The Music In The Woods

Joe Grant

The workshop has been quiet now for nigh-on eighty years

It's been that long since loving hands brought music forth from wood in here

Golden-red and caked with rosin dust stands his life's work on the shelf

Old Sam who always heard, "You should be building something else!"



A carriage-maker was his trade and he could do it fairly well

But whether it was timely done happened as his moods they rose and fell

He'd stop with half the wheeling done and to his finer tools he'd turn

To cut and shape and coax the wood to sing the song he heard



Chorus

Put your hands to the wood

Touch the music put there by the summer sun and wind

The rhythms of the rain, locked within the rings

And let your fingers find The Music in the Wood



With the shop knee-deep in shavings and a carriage scarce begun

His wife would find old Sam at work on a fiddle that was nearly done

"Oh, Sam!", she cried, "Will I have to pay the mortgage by myself?

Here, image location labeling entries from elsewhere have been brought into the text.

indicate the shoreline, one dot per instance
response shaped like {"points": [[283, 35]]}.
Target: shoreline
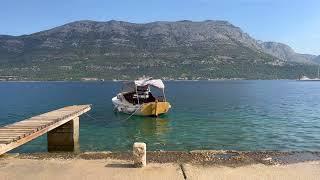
{"points": [[198, 157], [176, 80], [197, 165]]}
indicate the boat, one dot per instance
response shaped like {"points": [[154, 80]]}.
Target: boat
{"points": [[305, 78], [136, 98]]}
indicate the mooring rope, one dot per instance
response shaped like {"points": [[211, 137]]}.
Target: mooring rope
{"points": [[90, 116]]}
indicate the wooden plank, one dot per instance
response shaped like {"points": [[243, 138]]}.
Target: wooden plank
{"points": [[13, 144]]}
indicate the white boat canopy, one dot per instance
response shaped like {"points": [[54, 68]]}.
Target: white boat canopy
{"points": [[150, 82], [131, 85]]}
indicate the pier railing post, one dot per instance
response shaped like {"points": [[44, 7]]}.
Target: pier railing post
{"points": [[64, 137]]}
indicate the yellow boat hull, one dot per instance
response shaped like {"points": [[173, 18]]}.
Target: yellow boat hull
{"points": [[154, 108]]}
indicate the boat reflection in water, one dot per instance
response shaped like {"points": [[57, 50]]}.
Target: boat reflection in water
{"points": [[153, 130]]}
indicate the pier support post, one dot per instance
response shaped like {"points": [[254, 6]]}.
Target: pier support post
{"points": [[139, 154], [64, 137]]}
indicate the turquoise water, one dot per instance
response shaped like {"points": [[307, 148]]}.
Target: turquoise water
{"points": [[233, 115]]}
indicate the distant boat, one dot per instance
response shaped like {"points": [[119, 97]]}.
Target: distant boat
{"points": [[137, 99], [305, 78]]}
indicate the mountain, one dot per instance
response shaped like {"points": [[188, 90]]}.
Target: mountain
{"points": [[285, 52], [123, 50], [317, 59]]}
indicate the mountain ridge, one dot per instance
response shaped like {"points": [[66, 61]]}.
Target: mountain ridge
{"points": [[119, 49]]}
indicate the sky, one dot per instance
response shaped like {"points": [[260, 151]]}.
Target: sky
{"points": [[293, 22]]}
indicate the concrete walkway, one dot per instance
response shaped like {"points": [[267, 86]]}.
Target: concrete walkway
{"points": [[15, 168]]}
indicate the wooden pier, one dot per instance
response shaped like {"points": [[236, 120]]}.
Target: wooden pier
{"points": [[61, 126]]}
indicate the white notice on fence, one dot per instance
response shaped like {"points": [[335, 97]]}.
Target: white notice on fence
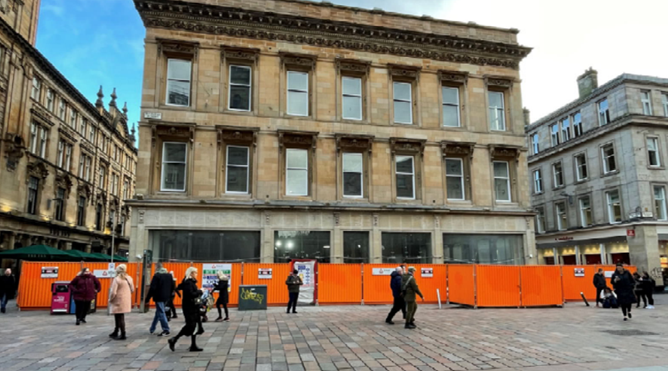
{"points": [[264, 273], [382, 271], [49, 272]]}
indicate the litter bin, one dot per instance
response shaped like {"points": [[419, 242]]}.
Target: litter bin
{"points": [[252, 297], [61, 298]]}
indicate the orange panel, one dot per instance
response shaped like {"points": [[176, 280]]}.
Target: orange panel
{"points": [[339, 283], [461, 284], [498, 285], [541, 286], [277, 291]]}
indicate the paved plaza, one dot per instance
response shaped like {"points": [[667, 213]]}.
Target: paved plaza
{"points": [[350, 338]]}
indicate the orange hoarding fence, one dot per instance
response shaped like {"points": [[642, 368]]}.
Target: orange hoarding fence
{"points": [[461, 284], [339, 283], [498, 286], [541, 286]]}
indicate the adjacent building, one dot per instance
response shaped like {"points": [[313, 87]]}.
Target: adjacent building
{"points": [[289, 129], [598, 174], [67, 165]]}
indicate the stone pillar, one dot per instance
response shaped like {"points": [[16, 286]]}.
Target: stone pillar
{"points": [[644, 251]]}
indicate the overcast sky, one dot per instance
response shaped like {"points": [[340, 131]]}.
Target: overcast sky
{"points": [[97, 42]]}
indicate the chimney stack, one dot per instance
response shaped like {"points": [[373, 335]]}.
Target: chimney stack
{"points": [[587, 82]]}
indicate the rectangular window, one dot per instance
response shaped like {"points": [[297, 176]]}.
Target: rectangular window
{"points": [[540, 220], [451, 117], [60, 204], [403, 103], [558, 175], [50, 97], [298, 93], [81, 211], [585, 212], [603, 113], [554, 135], [497, 119], [296, 179], [454, 173], [405, 177], [36, 89], [581, 166], [502, 181], [565, 129], [653, 152], [240, 88], [353, 167], [660, 203], [238, 166], [352, 98], [614, 206], [608, 154], [577, 125], [174, 160], [646, 99], [562, 216], [178, 82], [537, 182], [33, 188]]}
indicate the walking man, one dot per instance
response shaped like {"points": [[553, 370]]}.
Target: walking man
{"points": [[599, 283], [293, 282], [410, 289], [399, 303], [7, 289], [162, 286]]}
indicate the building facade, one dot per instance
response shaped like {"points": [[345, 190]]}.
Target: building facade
{"points": [[67, 165], [598, 175], [288, 129]]}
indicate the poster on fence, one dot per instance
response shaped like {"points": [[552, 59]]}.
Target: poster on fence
{"points": [[306, 269], [49, 272], [264, 273], [210, 275]]}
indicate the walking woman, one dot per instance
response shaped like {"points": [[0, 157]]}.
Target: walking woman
{"points": [[223, 296], [120, 300], [623, 282], [191, 294], [84, 287]]}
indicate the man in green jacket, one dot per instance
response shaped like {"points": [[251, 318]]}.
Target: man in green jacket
{"points": [[410, 290]]}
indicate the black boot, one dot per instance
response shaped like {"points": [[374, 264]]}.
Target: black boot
{"points": [[193, 345]]}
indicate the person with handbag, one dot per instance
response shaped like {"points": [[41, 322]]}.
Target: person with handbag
{"points": [[192, 300], [120, 300], [409, 290]]}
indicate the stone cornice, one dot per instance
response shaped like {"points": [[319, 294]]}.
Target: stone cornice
{"points": [[234, 22]]}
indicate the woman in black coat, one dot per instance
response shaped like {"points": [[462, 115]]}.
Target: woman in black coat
{"points": [[190, 309], [624, 284], [223, 296]]}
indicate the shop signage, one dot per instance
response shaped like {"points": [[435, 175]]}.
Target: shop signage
{"points": [[49, 272], [382, 271], [264, 273]]}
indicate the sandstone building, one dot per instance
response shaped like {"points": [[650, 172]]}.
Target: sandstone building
{"points": [[284, 129], [598, 173], [67, 165]]}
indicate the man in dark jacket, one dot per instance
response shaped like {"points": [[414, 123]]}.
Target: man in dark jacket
{"points": [[162, 286], [599, 283], [7, 289], [399, 303], [293, 282]]}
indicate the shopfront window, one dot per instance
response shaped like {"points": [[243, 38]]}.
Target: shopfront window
{"points": [[301, 245], [228, 246], [406, 248], [483, 249]]}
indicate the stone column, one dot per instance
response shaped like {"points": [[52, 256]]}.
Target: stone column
{"points": [[644, 251]]}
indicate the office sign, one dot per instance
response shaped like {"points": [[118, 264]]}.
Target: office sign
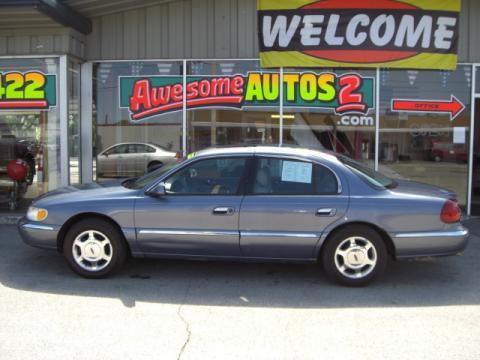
{"points": [[31, 90], [149, 96], [410, 34]]}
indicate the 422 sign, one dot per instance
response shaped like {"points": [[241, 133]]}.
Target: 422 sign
{"points": [[32, 90]]}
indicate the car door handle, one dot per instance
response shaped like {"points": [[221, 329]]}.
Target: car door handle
{"points": [[223, 210], [326, 212]]}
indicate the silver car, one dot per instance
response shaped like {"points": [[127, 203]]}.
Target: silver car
{"points": [[132, 159], [253, 203]]}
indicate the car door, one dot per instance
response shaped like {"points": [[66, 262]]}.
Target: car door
{"points": [[198, 215], [109, 161], [141, 158], [289, 204]]}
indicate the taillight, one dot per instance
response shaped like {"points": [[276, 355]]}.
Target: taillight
{"points": [[451, 212]]}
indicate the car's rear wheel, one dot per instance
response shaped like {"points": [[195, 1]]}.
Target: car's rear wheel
{"points": [[94, 248], [355, 256]]}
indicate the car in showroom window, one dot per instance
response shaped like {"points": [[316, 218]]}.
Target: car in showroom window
{"points": [[254, 204]]}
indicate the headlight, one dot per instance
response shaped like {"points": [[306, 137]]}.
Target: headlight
{"points": [[36, 214]]}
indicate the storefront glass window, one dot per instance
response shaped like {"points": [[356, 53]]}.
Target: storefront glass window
{"points": [[74, 121], [128, 141], [231, 123], [29, 135], [477, 79], [314, 117], [429, 147]]}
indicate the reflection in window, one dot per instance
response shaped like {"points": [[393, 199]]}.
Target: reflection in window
{"points": [[230, 127], [154, 141], [426, 147]]}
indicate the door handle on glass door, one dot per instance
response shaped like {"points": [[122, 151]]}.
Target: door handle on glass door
{"points": [[326, 212], [223, 210]]}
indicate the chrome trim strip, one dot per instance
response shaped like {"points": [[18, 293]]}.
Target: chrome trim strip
{"points": [[37, 227], [277, 234], [456, 233], [186, 232]]}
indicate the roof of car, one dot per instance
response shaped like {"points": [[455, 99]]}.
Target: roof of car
{"points": [[273, 150]]}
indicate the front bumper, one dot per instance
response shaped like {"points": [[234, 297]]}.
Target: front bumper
{"points": [[431, 243], [38, 235]]}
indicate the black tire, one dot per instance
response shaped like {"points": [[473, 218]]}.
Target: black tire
{"points": [[117, 248], [330, 258]]}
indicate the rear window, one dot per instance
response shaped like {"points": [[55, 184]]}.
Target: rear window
{"points": [[367, 174]]}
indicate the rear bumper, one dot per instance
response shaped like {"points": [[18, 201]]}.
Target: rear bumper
{"points": [[432, 243], [38, 235]]}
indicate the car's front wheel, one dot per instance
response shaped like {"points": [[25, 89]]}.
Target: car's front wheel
{"points": [[94, 248], [355, 256]]}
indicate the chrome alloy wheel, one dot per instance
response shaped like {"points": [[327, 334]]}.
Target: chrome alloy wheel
{"points": [[355, 257], [92, 250]]}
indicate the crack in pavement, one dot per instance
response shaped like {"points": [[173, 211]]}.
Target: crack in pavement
{"points": [[185, 322]]}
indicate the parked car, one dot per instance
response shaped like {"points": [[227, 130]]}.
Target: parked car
{"points": [[252, 203], [445, 151], [132, 159]]}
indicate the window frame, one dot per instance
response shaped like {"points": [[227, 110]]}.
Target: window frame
{"points": [[243, 178], [254, 169]]}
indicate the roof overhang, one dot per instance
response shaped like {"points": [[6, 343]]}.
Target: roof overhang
{"points": [[57, 11]]}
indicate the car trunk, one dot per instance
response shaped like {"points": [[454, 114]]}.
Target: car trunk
{"points": [[417, 188]]}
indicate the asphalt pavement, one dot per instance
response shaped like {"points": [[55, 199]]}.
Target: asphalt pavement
{"points": [[158, 309]]}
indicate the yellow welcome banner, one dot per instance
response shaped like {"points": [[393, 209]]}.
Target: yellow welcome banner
{"points": [[413, 34]]}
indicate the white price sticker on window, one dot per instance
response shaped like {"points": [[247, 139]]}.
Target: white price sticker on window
{"points": [[294, 171]]}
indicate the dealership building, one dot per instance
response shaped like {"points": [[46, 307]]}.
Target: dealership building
{"points": [[127, 84]]}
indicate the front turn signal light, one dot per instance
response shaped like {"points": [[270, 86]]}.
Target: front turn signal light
{"points": [[36, 214]]}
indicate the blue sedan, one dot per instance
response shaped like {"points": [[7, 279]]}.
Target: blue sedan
{"points": [[253, 203]]}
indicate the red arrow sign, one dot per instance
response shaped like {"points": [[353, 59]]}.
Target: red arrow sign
{"points": [[453, 107]]}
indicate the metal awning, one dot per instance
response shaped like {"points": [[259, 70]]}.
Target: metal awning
{"points": [[77, 14]]}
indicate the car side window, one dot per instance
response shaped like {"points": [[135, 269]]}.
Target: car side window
{"points": [[220, 176], [325, 181], [141, 149], [283, 177], [120, 149]]}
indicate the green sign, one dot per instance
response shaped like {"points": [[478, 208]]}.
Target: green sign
{"points": [[32, 90]]}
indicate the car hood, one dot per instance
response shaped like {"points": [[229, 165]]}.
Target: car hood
{"points": [[417, 188], [85, 192]]}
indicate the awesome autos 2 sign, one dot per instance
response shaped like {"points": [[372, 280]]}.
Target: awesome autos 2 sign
{"points": [[156, 95], [352, 33]]}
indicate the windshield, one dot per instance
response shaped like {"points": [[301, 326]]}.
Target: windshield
{"points": [[138, 183], [373, 177]]}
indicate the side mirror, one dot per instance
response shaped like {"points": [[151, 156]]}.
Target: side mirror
{"points": [[157, 191]]}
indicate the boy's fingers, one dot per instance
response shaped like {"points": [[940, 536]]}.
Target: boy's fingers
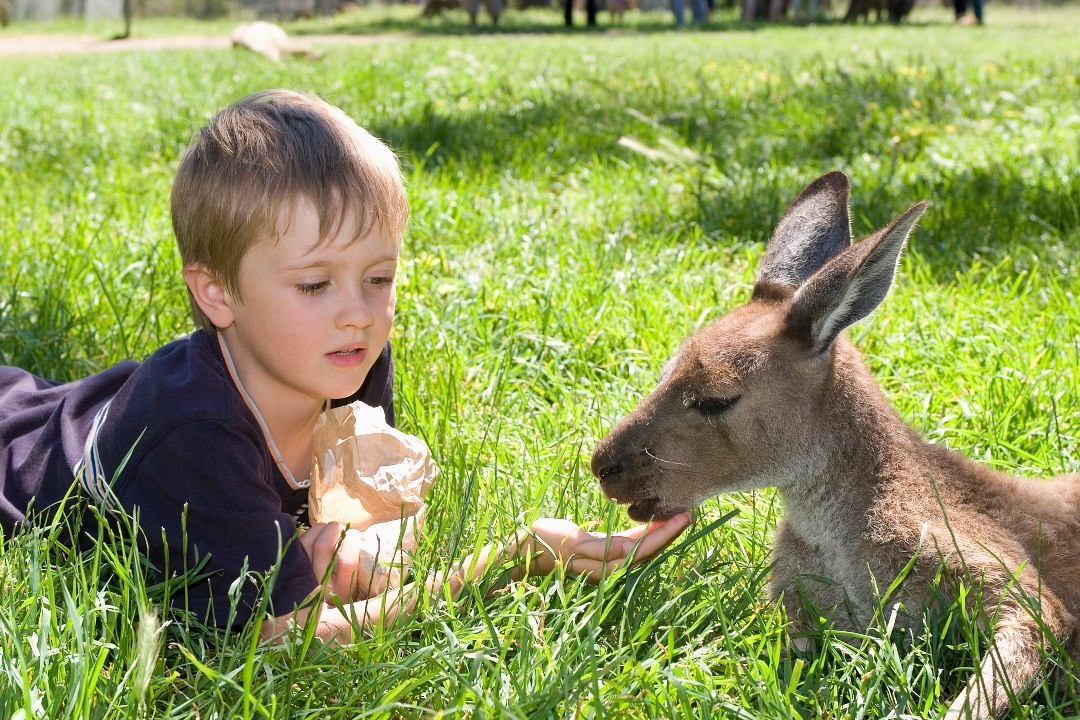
{"points": [[346, 569], [660, 534]]}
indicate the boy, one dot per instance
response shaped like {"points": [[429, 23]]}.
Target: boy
{"points": [[289, 221]]}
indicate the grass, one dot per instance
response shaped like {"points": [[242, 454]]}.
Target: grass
{"points": [[550, 272]]}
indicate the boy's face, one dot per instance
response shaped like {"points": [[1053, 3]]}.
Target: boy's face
{"points": [[312, 321]]}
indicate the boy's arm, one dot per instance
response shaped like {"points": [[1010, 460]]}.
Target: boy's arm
{"points": [[549, 543]]}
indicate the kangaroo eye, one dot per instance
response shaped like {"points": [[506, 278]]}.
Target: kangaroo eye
{"points": [[713, 406]]}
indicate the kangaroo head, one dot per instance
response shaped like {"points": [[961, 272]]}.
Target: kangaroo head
{"points": [[745, 403]]}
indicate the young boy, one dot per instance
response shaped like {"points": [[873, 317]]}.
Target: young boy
{"points": [[289, 221]]}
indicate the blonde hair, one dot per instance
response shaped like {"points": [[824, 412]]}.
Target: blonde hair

We don't need one more violin, you should be building something else!"



So he'd turn back to his trade once more

Until his kids came home

And asked him to go walking and to the forest they would go

"When you know each tree and flower," said Sam

"And the song of every bird, I'll build you each a fiddle

And we'll bring music from the wood"



Chorus



Old Sam was no provider; his few carriages are gone

But the fiddles made for naught but love

Preserve the wood and still sing its song

And while some men heard the call to gain a carriage-builder's wealth

Another voice told Sam, "You should be building something else!"